The Museum of Innocence (2009) is the most recent novel of the recipient of the 2006 Nobel Prize for Literature: Orhan Pamuk. The Museum of Innocence is also a real museum which is actually scheduled for opening in Çukurcuma, Istanbul in 2011. It is a museum curated by Pamuk, or more accurately, by his fictional character Kemal, a 30 year-old businessman, who falls in love with his beautiful distant relative, Füsun. In compensation for his failure to be with her, Kemal collects everything Füsun touches from cigarette butts to handkerchiefs and makes a museum of these collected objects, most of which he acquires by putting aside (indeed stealing) from Füsun’s house. One has to remember that Füsun is a fictional character as are the objects described in the novel.

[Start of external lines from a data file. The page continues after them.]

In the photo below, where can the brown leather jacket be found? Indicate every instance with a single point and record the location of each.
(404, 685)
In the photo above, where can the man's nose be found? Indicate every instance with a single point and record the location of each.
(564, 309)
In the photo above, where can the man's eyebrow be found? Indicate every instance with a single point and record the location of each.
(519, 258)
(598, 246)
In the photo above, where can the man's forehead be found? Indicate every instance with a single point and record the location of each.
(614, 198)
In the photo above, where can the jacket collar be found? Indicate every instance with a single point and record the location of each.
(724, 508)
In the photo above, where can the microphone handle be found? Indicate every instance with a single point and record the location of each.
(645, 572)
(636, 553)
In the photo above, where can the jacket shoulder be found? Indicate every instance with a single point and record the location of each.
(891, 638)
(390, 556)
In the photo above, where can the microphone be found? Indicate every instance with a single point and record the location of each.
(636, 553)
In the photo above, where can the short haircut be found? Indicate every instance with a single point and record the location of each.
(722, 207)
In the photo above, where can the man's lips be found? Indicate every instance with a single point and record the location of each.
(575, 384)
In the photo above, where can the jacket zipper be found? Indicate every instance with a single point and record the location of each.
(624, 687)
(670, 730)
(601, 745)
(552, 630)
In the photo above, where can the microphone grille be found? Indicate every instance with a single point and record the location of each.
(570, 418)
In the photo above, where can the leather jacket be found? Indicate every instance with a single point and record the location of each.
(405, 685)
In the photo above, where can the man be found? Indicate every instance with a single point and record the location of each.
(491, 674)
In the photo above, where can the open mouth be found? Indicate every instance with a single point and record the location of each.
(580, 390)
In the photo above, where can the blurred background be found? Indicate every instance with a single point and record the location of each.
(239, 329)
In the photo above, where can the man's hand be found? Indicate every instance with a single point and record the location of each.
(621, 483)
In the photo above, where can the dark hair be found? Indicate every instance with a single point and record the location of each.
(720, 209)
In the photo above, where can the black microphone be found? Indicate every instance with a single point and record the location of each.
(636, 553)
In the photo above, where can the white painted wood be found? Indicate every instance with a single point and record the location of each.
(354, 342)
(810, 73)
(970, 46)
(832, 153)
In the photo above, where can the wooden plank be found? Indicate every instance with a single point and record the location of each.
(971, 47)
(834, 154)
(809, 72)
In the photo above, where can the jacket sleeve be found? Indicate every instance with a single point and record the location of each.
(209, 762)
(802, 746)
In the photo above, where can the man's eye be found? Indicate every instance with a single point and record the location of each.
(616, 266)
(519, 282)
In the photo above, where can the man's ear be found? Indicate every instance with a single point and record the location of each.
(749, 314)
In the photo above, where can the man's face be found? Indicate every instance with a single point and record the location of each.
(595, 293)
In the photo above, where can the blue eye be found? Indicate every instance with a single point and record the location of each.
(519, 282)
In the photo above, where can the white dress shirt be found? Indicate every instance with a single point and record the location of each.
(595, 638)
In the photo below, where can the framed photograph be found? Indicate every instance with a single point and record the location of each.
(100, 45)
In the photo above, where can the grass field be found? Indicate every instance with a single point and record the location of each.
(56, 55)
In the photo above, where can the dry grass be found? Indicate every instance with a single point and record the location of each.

In reality, Pamuk himself collected those objects from antique stores, flea markets and collectors during the six years he spent writing the novel. He also bought a dilapidated three-storey house similar to Füsun’s family house as he describes it in the novel and converted it into a museum.

 

The narrative space of the novel is the city of Istanbul, as usual in Pamuk’s work. Pamuk’s novel provides a rich frame of reference to Istanbul, “a city of ruins and of end-of-empire melancholy,” as he called in Istanbul: Memories and the City (IMC, 6). Besides Füsun’s house, there are many literary spaces narrated in the novel, either real or imaginary. Against the background of the bourgeois Istanbul, Pamuk describes many objects or belongings of Füsun. Through the confrontation between word and image, the novel turns into an exhaustive catalogue of Füsun’s practical and nonpractical belongings. For the readers of the novel who might want to visit this museum, a black and white map has been printed on the last page of the book. Likewise, on page 574 of the novel is a printed ticket which offers free access to the Museum of Innocence — real, imagined, imaginary and, reinvented.

 

This paper will explore the three different ways of existence Pamuk constructs. The first is the novel which is the written text, the second is the image that the reader of the novel paints in the mind’s eye, and lastly the museum in Çukurcuma which resembles an eighteenth-century Wunderkammer (cabinet de curiositiés) more than a modern museum.